Are We Scaring People Away, Or Encouraging Them?
Recently, there has been a surge of articles and forum posts about why Magic is socially unaccepted and how it discourages normal behaviors. We've heard how it encourages obesity, a lack in social skills, and a lack of hygiene. We've heard about how people spend way too much time trying to achieve goals and dreams. All in order to answer a simple question: Why isn't Magic more popular?
In all honesty, this is each person's attempt to satisfy their own needs by trying to change what they see as"bad" in our community. The first is the need that Magic satisfies in them. Whether it is the love of strategy and planning or the love of cardboard cards with art on them, Magic suits a need in every player. The second is a need that is implanted in the American society from birth*: We all want to be socially accepted. We want everyone to like us and like what we like.
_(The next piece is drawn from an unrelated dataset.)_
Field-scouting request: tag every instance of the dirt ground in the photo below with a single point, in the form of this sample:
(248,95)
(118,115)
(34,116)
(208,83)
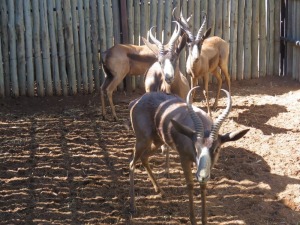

There is nothing wrong with either of these needs. Unfortunately, both needs can't be met at the same time. This is where the mental debates begin and these articles are formed.
As much as I would like for everyone to think of Magic the way that I think of Magic, it can't happen. Society has branded it witchcraft, devilry, and just bad stuff... So in deciding to play Magic, one must understand and accept the persona that follows them by playing it. Some people are willing to accept that - and others, such as Ms. Kaplan and Mr. Stanton, aren't able to. Instead of searching for what it is in them that makes them uncomfortable with these truths, they instead look for why it is they can't satisfy both needs by making Magic more popular. In order to do this, they attack the Magic community under the assumption that we are"scaring people away."
This cannot be farther from the truth.
I'd like to answer some of the statements in the most recent article by Ms. Kaplan.
"The player hurt worst by this perception is the young adult who is training in earnest for a Pro Tour slot, whose time and money are consumed by playtesting, travel, tournaments, and cards."
While at first this seems true, it's actually the opinion of the writer. By definition, time must be spent on something, whether in action or thought. So whether I am playing Magic or doing something else, my time is"consumed." In the same fashion, my money must be spent. Eventually, I will have to spend some money. Also, if I am willingly choosing to spend my money on Magic, then it is the same as buying a CD or a DVD. Both of those are both standard purchases by teenagers, so why is buying Magic cards a bad thing?
In truth, the actual meaning of this statement is:"Whose time is being spent on playtesting and travel, and whose money is being spent on tournaments and cards, instead of on things like (insert something more socially accepted here)."
"Are Magic players, as a rule, antisocial? Do they start out that way and gravitate toward Magic as a way to get fame and fortune by doing little, or does Magic stunt the moral and ethical growth of our young boys?"
This is a set of questions that opens a can of worms... And the largest question is,"Are Magic players antisocial as a rule?" The answer is obviously no, although she means for us to conclude yes. The purpose of the question is to guide us into agreeing with her that Magic stunts the moral and ethical growth of children.
Can it really be true, though? This is a case of society setting standards - and anything that strays from those standards is cast away because it's negative. Without going into detail about how negative these standards really are (because that's a long and hard debate), I will only say that this is false.
But the real corker is the question in the middle:"Do they start out that way and gravitate toward Magic as a way to get fame and fortune by doing little?" This statement seems a bit misplaced, because it negates any attempt for the writer to connect with her audience. Magic is far from a way to gain fame and fortune - and what little fame does come with winning comes at the cost of much more work than she credits us for.
"Friends, parents, and spouses of Magic players often tell me they are appalled at the number of overweight Magic players at tournaments."
The simple fact is that most overweight players were overweight before they started playing. What I'm"appalled" by is the fact that our community is being chided by adults for not encouraging overweight players to lose weight, like such other popular venues of entertainment such as sports. In all honesty, the fact that there are a large number of overweight players shows how open and inviting our environment is. Never once can I remember someone being made fun of at a tournament because their weight... But I can remember several times where football players laughed at the"fat kids." Magic is no more an encouragement for obesity than televised sports, programming, or any other activity that requires one to sit down in a chair for more than twenty minutes and do something.
So what did this article actually establish? It has done little more than express the writer's feelings toward Magic, and in no way actually answers the question posed in the article - namely,"How can we change society's impression of Magic?" Although the writer does admit that she does indeed play Magic and has for a good amount of time, she expresses fully in her article that Magic is, in her opinion, a negative impact on a child and that it"stunts the growth" of"young adults."
If this article's opinions were true, then games like chess would be as popular and more funded in the education system as most sports programs. Instead, chess players get the"geek" rep and are scoffed at. Is any of this a bad thing? No, I think it's a good thing. We've established a community where a person is judged by their skills and intelligence and not their looks. If social outcasts are attracted to that then I say,"Come on in."
* - This is merely an American trait. I can only speak for the American culture, being that I am an American. This is no way implies that every country is this way.